There are several aspects of this research which should be further strengthened as we begin to unlock the potential of passive samplers for SARS-CoV-2 wastewater surveillance applications. For instance, linking the results of these passive sampling materials with spatially disaggregated clinical datasets from each site over the deployment duration will provide further insights into their effectiveness. Increasing the sample size of our traditional vs passive sampler comparisons is also deemed essential, noting that this paper used a sample size of 33 days of sampling for these direct comparisons. Our work did not fully uncover the strengths and weaknesses of each individual passive sampling material, and instead, we combined the datasets to answer our research questions. Further work should be conducted on each passive sampling material, answering questions such as (1) what is the association rate of SARS-CoV-2 with each passive sampling material, (2) what are their maximum association capacities, and hence maximum deployment durations, and (3) what are the most optimal elution, extraction, and assay methods for each passive sampling material. Furthermore, this study did not calculate the concentration of SARS-CoV-2 per mass, per volume, or per area of each passive sampling material and instead estimated the total amount of virus captured by each passive sampler. Together with flow and dilution rates, concentrations of SARS-CoV-2 on passive sampling materials would be required to estimate the number of infected individuals within a specific sub-catchment. We also did not determine the detection limits for each material, which is also important for moving to quantitative results.

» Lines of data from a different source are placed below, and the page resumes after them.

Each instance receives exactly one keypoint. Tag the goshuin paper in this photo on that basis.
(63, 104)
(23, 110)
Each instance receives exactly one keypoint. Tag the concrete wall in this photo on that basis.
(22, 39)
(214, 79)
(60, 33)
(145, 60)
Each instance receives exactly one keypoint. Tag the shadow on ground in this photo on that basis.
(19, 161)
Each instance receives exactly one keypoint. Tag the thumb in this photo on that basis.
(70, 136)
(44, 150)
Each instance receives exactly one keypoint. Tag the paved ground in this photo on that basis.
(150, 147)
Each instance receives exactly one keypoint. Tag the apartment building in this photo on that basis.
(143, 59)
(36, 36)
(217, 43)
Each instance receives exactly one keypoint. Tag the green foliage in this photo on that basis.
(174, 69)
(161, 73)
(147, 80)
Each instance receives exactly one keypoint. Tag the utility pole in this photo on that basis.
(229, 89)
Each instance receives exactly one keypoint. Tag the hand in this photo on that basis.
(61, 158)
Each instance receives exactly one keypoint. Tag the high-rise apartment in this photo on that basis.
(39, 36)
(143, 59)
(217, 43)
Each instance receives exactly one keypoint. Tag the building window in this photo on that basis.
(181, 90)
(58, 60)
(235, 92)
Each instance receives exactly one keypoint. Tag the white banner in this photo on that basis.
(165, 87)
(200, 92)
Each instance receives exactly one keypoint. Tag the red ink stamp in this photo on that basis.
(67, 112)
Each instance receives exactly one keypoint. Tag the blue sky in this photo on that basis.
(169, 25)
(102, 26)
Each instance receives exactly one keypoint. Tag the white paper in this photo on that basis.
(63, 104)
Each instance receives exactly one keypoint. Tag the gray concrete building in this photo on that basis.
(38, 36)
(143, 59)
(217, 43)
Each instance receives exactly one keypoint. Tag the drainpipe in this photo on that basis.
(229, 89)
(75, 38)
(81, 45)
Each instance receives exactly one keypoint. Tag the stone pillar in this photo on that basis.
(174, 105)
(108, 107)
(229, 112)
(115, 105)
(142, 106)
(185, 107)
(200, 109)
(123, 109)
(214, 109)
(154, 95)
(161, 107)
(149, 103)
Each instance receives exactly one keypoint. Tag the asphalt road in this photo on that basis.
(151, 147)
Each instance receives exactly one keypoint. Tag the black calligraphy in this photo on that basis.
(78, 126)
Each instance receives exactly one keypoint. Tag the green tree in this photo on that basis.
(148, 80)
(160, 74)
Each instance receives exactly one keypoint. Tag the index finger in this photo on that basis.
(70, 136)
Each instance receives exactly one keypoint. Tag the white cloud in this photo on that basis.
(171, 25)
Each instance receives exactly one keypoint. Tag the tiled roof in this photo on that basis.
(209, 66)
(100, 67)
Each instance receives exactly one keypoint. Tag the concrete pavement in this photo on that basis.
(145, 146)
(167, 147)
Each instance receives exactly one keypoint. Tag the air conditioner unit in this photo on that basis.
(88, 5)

This paper provides evidence that easily available and cheap materials (electronegative membranes, cotton buds, and medical gauze) can be used as passive samplers of wastewaters with low levels of SARS-CoV-2. A suitable 3D-printed housing unit was developed that protected against ragging, maintaining mass transfer efficiencies between the wastewater and the passive sampling materials. The freely available housing unit design that can be made with commonly available 3D printers is quick to assemble and easy to deploy.